マンション経営 自販機設置で消費税還付
・会計検査院はさきごろ、マンション経営で租税回避を行う手法が横行しているとして、実態を調査するよう財務省に要請しました。その内容は、決算検査報告書に盛り込まれる予定です。
・この手法とは、賃貸マンションやアパートを建設した際に、合わせて自動販売機を設置して消費税の還付を受けるというやり方です。
・消費税には多重課税を避けるために仕入控除という仕組みが採られていて、事業者は売上にかかる消費税から、仕入にかかった消費税を控除した金額を国に納めます。逆に仕入にかかった消費税の方が多ければ、税金は還付されます。
・しかし、住居用賃貸物件の賃料は非課税で、計算の元になる売上消費税がないため消費税の還付申告はできません。
・ところが、実は自販機を設置するだけで「合法的に還付を受けられる」方法があるのです。
・これは、消費税の仕入税額控除の「95%ルール」を使ったもの。
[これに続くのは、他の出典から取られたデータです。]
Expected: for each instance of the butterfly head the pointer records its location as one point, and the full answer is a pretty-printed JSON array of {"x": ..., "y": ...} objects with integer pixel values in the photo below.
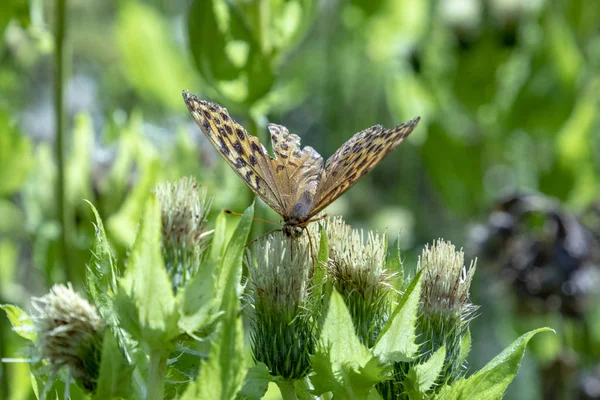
[{"x": 291, "y": 228}]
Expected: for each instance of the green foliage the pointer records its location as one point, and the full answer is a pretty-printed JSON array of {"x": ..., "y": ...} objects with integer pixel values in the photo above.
[
  {"x": 15, "y": 153},
  {"x": 145, "y": 302},
  {"x": 222, "y": 375},
  {"x": 17, "y": 9},
  {"x": 237, "y": 46},
  {"x": 152, "y": 63},
  {"x": 421, "y": 377},
  {"x": 397, "y": 341},
  {"x": 492, "y": 380},
  {"x": 342, "y": 364},
  {"x": 508, "y": 96},
  {"x": 21, "y": 322},
  {"x": 116, "y": 375}
]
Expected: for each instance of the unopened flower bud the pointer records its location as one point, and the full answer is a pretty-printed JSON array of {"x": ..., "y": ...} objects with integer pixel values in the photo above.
[{"x": 70, "y": 334}]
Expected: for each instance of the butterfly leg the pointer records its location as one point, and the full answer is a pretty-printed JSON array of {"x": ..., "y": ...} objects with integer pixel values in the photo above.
[{"x": 262, "y": 236}]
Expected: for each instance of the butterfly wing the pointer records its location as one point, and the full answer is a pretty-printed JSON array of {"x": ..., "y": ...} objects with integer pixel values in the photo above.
[
  {"x": 356, "y": 158},
  {"x": 297, "y": 171},
  {"x": 242, "y": 151}
]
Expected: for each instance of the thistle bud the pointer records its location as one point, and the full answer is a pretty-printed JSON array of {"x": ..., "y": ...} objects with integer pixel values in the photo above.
[
  {"x": 184, "y": 235},
  {"x": 446, "y": 309},
  {"x": 70, "y": 334},
  {"x": 283, "y": 334},
  {"x": 356, "y": 267}
]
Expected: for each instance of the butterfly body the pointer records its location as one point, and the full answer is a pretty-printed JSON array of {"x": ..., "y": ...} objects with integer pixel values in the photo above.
[{"x": 297, "y": 183}]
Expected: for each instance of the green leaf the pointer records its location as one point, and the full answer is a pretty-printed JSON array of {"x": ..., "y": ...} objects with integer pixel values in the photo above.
[
  {"x": 196, "y": 300},
  {"x": 123, "y": 224},
  {"x": 79, "y": 167},
  {"x": 397, "y": 341},
  {"x": 15, "y": 152},
  {"x": 13, "y": 9},
  {"x": 222, "y": 374},
  {"x": 230, "y": 271},
  {"x": 421, "y": 377},
  {"x": 320, "y": 274},
  {"x": 21, "y": 322},
  {"x": 339, "y": 337},
  {"x": 115, "y": 377},
  {"x": 492, "y": 380},
  {"x": 226, "y": 51},
  {"x": 102, "y": 273},
  {"x": 256, "y": 382},
  {"x": 218, "y": 238},
  {"x": 465, "y": 347},
  {"x": 394, "y": 264},
  {"x": 350, "y": 382},
  {"x": 145, "y": 301},
  {"x": 152, "y": 62}
]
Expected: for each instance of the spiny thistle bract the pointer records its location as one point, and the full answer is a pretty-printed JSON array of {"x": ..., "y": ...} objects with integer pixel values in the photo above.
[
  {"x": 283, "y": 334},
  {"x": 445, "y": 307},
  {"x": 183, "y": 212},
  {"x": 356, "y": 267},
  {"x": 70, "y": 334}
]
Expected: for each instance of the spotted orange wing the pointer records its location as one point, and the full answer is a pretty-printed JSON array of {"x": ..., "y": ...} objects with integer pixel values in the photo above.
[
  {"x": 281, "y": 181},
  {"x": 242, "y": 151},
  {"x": 355, "y": 159}
]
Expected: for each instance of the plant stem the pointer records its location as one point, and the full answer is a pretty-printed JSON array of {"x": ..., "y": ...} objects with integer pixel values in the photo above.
[
  {"x": 59, "y": 84},
  {"x": 156, "y": 374},
  {"x": 288, "y": 392}
]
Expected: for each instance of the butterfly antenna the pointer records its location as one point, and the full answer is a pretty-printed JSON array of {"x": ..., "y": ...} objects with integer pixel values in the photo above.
[
  {"x": 253, "y": 218},
  {"x": 312, "y": 254},
  {"x": 314, "y": 220}
]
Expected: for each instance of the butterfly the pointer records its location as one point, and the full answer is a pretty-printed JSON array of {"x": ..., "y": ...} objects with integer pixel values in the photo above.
[{"x": 297, "y": 183}]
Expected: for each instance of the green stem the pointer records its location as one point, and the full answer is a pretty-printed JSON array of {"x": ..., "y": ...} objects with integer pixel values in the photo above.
[
  {"x": 288, "y": 392},
  {"x": 156, "y": 375},
  {"x": 60, "y": 80}
]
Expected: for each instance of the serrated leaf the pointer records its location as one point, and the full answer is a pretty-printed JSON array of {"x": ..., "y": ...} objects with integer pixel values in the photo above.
[
  {"x": 320, "y": 275},
  {"x": 226, "y": 51},
  {"x": 123, "y": 224},
  {"x": 218, "y": 239},
  {"x": 465, "y": 347},
  {"x": 230, "y": 271},
  {"x": 393, "y": 263},
  {"x": 101, "y": 274},
  {"x": 115, "y": 377},
  {"x": 350, "y": 382},
  {"x": 397, "y": 341},
  {"x": 79, "y": 167},
  {"x": 21, "y": 322},
  {"x": 421, "y": 377},
  {"x": 145, "y": 301},
  {"x": 256, "y": 382},
  {"x": 222, "y": 374},
  {"x": 492, "y": 380},
  {"x": 15, "y": 150},
  {"x": 196, "y": 301},
  {"x": 339, "y": 337},
  {"x": 147, "y": 50}
]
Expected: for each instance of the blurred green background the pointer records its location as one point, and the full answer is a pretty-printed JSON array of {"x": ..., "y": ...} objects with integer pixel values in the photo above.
[{"x": 508, "y": 92}]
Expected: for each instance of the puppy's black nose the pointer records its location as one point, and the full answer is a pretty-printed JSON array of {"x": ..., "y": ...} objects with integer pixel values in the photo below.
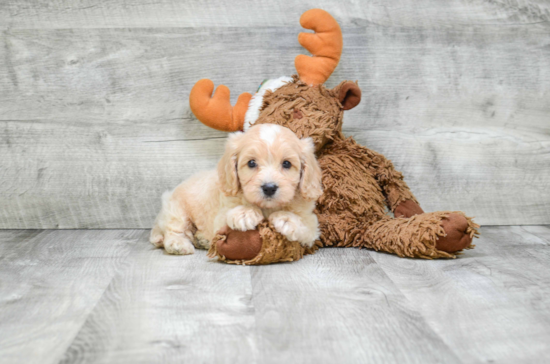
[{"x": 269, "y": 189}]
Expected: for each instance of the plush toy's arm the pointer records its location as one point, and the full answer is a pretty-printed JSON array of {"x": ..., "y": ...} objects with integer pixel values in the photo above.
[
  {"x": 399, "y": 197},
  {"x": 395, "y": 189}
]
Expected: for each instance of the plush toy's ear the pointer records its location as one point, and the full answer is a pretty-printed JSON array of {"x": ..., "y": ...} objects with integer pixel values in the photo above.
[
  {"x": 227, "y": 166},
  {"x": 311, "y": 185},
  {"x": 349, "y": 94}
]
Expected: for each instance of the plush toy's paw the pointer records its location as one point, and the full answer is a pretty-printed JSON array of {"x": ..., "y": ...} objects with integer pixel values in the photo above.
[
  {"x": 239, "y": 245},
  {"x": 291, "y": 226},
  {"x": 457, "y": 238},
  {"x": 177, "y": 244},
  {"x": 407, "y": 208},
  {"x": 243, "y": 218}
]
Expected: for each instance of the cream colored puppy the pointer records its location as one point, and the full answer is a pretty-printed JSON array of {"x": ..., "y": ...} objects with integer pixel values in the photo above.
[{"x": 266, "y": 173}]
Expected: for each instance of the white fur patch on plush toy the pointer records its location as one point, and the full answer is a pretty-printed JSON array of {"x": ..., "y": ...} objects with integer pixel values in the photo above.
[{"x": 257, "y": 100}]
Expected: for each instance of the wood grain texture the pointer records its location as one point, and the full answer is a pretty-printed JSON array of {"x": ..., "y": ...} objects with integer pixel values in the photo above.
[
  {"x": 499, "y": 289},
  {"x": 109, "y": 297},
  {"x": 49, "y": 283},
  {"x": 253, "y": 13},
  {"x": 95, "y": 124},
  {"x": 170, "y": 309},
  {"x": 338, "y": 306}
]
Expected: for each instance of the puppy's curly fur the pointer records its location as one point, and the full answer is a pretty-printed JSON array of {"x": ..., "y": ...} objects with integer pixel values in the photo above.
[{"x": 265, "y": 173}]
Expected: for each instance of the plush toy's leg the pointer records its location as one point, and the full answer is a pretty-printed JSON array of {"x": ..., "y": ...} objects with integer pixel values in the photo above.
[
  {"x": 254, "y": 247},
  {"x": 429, "y": 235}
]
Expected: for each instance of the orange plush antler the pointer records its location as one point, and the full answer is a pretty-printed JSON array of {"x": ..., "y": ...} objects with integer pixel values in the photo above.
[
  {"x": 325, "y": 46},
  {"x": 216, "y": 111}
]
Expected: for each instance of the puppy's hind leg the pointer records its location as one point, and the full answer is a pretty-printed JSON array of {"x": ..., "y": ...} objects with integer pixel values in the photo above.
[{"x": 173, "y": 229}]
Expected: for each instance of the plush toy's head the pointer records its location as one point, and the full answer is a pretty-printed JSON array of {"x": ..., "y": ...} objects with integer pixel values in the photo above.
[{"x": 300, "y": 103}]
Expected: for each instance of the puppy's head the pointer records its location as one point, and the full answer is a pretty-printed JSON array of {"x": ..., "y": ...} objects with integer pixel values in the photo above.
[{"x": 269, "y": 165}]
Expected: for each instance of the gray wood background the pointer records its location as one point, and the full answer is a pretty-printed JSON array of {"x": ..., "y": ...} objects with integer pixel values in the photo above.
[{"x": 95, "y": 122}]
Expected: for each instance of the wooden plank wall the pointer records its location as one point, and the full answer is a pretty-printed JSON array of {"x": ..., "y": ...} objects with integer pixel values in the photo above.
[{"x": 95, "y": 123}]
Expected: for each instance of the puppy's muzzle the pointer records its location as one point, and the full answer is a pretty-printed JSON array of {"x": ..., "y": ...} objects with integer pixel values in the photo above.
[{"x": 269, "y": 189}]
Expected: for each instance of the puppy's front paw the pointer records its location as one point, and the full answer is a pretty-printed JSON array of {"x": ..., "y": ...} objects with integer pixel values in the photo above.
[
  {"x": 177, "y": 244},
  {"x": 243, "y": 218},
  {"x": 290, "y": 225}
]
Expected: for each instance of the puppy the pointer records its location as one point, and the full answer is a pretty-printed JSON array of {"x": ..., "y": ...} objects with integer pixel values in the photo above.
[{"x": 266, "y": 173}]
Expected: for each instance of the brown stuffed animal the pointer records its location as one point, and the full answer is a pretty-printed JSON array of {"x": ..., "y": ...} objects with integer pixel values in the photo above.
[{"x": 359, "y": 184}]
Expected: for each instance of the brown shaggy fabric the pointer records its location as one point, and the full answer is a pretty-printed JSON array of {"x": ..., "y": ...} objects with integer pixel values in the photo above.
[
  {"x": 275, "y": 248},
  {"x": 360, "y": 186}
]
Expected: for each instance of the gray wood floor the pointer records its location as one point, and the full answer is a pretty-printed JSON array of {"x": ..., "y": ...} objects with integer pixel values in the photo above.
[{"x": 108, "y": 296}]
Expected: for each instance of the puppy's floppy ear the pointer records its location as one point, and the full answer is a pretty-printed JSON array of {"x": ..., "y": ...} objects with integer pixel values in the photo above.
[
  {"x": 310, "y": 182},
  {"x": 227, "y": 166}
]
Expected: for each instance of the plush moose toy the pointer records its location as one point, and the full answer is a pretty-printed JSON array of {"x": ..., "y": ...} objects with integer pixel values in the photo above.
[{"x": 359, "y": 184}]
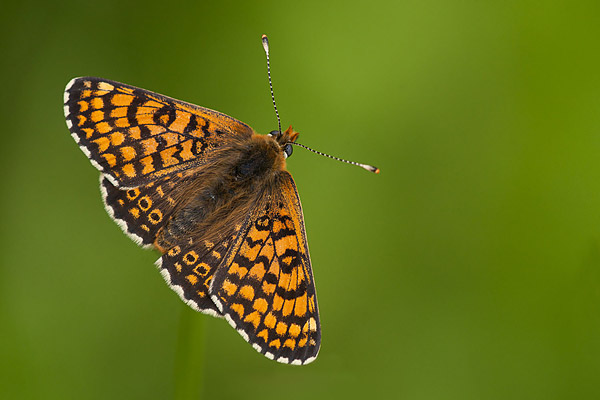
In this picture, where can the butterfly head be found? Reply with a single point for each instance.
(284, 139)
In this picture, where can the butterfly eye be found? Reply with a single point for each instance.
(287, 150)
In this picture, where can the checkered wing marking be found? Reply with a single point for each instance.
(142, 211)
(264, 286)
(135, 136)
(189, 270)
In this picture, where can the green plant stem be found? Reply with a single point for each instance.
(189, 357)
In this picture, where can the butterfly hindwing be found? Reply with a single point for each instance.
(189, 270)
(265, 286)
(134, 136)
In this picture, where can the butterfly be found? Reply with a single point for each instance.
(215, 198)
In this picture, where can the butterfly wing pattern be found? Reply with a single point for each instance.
(214, 197)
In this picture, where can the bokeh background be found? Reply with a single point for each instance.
(468, 269)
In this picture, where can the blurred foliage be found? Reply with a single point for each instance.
(468, 269)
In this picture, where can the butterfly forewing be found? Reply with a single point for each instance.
(135, 136)
(265, 286)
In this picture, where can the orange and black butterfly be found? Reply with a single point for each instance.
(215, 199)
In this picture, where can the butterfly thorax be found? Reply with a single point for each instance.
(213, 198)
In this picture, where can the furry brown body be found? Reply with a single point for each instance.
(210, 201)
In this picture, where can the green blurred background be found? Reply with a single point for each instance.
(468, 269)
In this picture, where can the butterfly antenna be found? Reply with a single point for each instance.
(266, 47)
(365, 166)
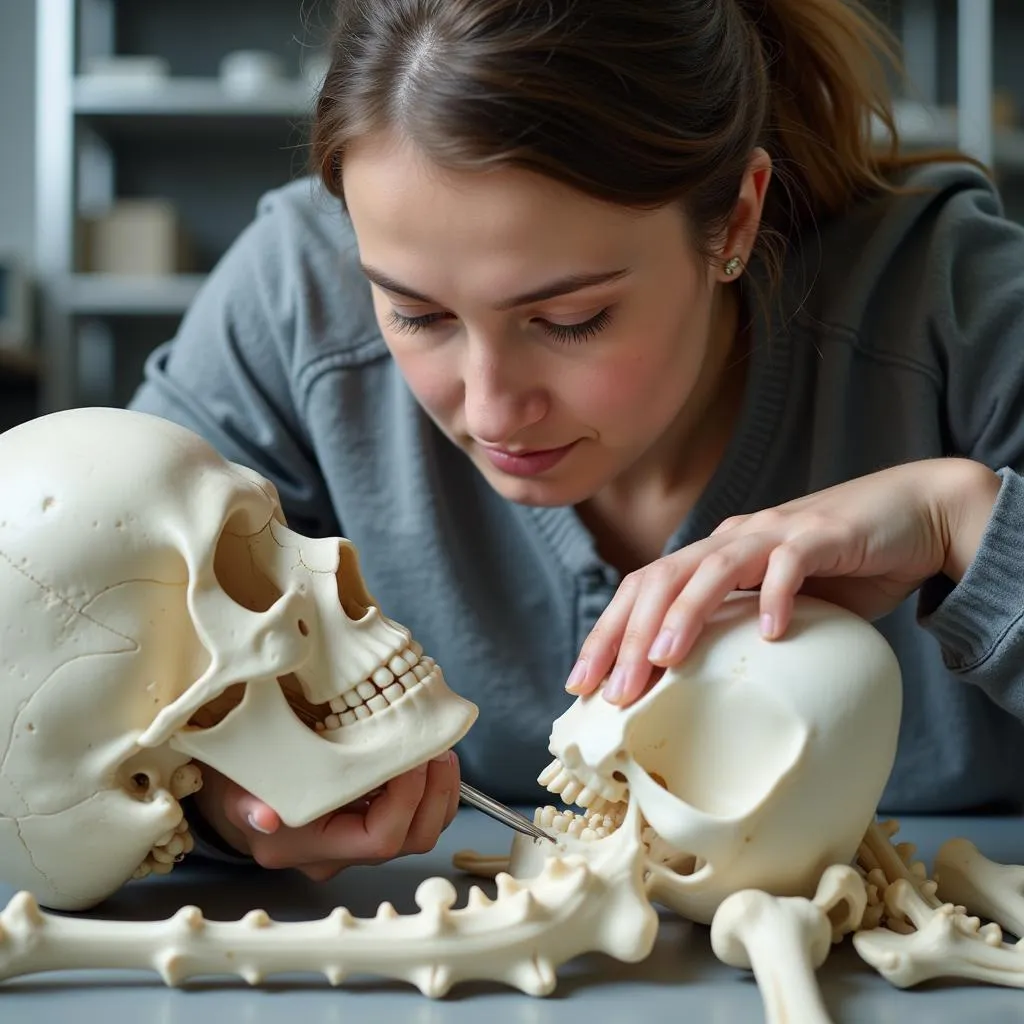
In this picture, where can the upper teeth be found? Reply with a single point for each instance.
(594, 794)
(381, 689)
95%ルールとは、仕入税額控除の計算上、課税売上割合が全売上の95%以上あれば、事業にかかる仕入消費税額の全額を控除できるという制度のことです。
・たとえば、初年度の賃料売上をゼロにして、自販機売上だけにすれば、自動的に課税割合は100%となります(ほかに事業を行っていない場合)。この場合95%ルールによれば、「賃貸経営の仕入消費税(実際はゼロ)+自販機の売上消費税」から「賃貸経営の仕入消費税+自販機の仕入消費税」を差引くことができます。
・これはいわば法律のすき間をついた手口で、これまで国はその存在を認知しつつも法改正の動きはなく、具体的な対策は先送りされてきました。
・規制を行うとなると、①個別対応方式の税額計算を義務化②仕入額控除の税額調整を免税業者にも適用などが考えられますが、いずれも一長一短。
・今後の動向に注目が必要です。